Le mouvement PA-Amasekanya condamne par la même occasion la libération de deux anciens gouverneurs des provinces de Bujumbura rural et de Muyinga, respectivement MM. Aloys Hakizimana et Balthazar Ndimurwanko, libérés le 1er août 2001 alors qu'ils avaient été condamnés à 20 ans de prison de réclusion criminelle pour avoir incité les militants du Frodebu à massacrer massivement les populations tutsi de leurs circonscriptions respectives.

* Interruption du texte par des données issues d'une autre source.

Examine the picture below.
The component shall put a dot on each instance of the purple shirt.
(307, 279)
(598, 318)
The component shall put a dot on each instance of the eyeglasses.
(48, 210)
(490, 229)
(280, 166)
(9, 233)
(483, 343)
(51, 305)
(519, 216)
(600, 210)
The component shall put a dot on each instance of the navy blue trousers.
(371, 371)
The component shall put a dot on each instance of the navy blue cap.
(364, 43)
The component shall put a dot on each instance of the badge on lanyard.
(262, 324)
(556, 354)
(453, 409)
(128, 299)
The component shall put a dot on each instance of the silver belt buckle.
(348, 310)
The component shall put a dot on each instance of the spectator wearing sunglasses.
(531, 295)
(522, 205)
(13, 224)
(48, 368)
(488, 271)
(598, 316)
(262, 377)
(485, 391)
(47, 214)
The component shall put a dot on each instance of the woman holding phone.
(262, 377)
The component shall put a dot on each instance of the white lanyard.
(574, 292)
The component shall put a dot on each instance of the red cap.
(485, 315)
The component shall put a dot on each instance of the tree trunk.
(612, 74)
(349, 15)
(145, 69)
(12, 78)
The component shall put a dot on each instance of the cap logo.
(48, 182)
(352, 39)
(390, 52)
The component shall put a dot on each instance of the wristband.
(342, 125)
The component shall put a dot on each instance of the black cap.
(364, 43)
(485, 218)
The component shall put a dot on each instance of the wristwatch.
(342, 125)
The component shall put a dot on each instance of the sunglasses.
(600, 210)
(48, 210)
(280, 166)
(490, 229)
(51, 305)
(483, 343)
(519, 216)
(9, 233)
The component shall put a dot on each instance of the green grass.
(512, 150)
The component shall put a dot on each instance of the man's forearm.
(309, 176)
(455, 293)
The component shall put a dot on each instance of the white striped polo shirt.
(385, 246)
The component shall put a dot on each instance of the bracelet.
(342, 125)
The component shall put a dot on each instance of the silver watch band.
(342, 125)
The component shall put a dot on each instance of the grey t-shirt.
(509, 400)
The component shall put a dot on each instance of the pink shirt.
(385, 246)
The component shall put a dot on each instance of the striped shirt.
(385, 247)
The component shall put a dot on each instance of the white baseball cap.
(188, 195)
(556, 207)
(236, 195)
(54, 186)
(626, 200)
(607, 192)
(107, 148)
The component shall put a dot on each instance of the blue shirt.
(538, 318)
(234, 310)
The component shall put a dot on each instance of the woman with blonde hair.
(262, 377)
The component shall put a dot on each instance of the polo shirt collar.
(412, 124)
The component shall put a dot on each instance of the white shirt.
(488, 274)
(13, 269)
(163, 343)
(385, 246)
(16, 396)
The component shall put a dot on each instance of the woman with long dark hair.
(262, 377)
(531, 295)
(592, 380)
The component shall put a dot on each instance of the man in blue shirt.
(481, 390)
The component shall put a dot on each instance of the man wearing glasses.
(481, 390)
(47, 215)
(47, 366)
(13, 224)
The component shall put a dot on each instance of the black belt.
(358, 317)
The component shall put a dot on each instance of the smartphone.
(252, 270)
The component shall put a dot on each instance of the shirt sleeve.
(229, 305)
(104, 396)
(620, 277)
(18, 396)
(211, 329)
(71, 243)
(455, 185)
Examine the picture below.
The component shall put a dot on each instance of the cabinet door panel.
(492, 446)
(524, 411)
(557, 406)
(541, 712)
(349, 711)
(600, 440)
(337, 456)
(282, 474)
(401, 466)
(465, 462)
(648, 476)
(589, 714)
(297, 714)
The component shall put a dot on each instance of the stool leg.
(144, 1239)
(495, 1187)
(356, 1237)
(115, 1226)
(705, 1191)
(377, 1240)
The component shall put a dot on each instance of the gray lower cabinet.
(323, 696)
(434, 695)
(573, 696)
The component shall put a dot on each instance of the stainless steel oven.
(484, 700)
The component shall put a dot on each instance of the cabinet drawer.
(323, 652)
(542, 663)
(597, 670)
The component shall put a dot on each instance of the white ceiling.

Et de fustiger l'accueil réservé par le pouvoir à "l'un des génocidaires les plus en vue, Albert Mbonerane". PA-Amasekanya invite les victimes du génocide à redoubler de vigilance afin de refuser que leur pays tombe dans un autre gouffre plus profond. (Voir www.netpress.bi, rubrique "Agora").

Signalons qu'au cours de leur jogging de ce dimanche, les membres de PA-Amasekanya ont été de nouveau sérieusement malmenés. Deux sportifs membres de ce mouvement ont été même arrêtés et incarcérés par la gendarmerie.

Burundi - Grands lacs - Droits de l'homme.

La LDGL analyse la situation des droits dans la région des grands-lacs ...

Goma, le 5 août 2001 (Net Press). Le comité directeur de la ligue des droits de l'homme dans la région des grands lacs (LDGL) s'est réuni en assemblée ordinaire du 1er au 3 août 2001 à Goma, en RDC. Deux points étaient à l'orde du jour : analyse de l'état de sécurité et des droits de l'homme dans les trois pays membres à savoir le Burundi, le Rwanda et la RDC. A propos du Burundi, le comité directeur de la LDGL a remarqué que le processus de paix avance à pas forcés avec comme conséquences la fragmentation et beaucoup de tensions au sein de la classe politique. Au regard du projet d'"amnistie provisoire", la question de l'impunité n'a pas la place qu'elle mérite, ont estimé les participants. Evoquant la RDC, ils ont trouvé qu'il y a une volonté populaire de dialogue mais que les protagonistes s'arrangent pour trouver chaque fois toutes sortes de prétextes afin de perpétuer le statu quo. A propos du Rwanda, ils ont constaté un problème d'exercice des libertés d'association et d'opinion, ce qui présage des conflits potentiels dans la mise en place du processus de démocratisation en cours.

La LDGL a demandé au Burundi, au cours de cette réunion, de priviliégier le dialogue et la voie consensuelle dans le traitement de toutes les questions relatives au conflit et au processus de paix. Au Rwanda, il a été demandé de permettre l'ouverture des espaces démocratiques à travers la promotion d'un cadre légal propice à l'exercice pacifique des libertés fondamentales. Quant à la RDC, le même comité a promis de faire des pressions sur les protagonistes en vue de décourager toute initative ou action visant à constituer un blocage à la tenue du dialogue inter-congolais. (Voir www.netpress.bi, rubrique "Agora").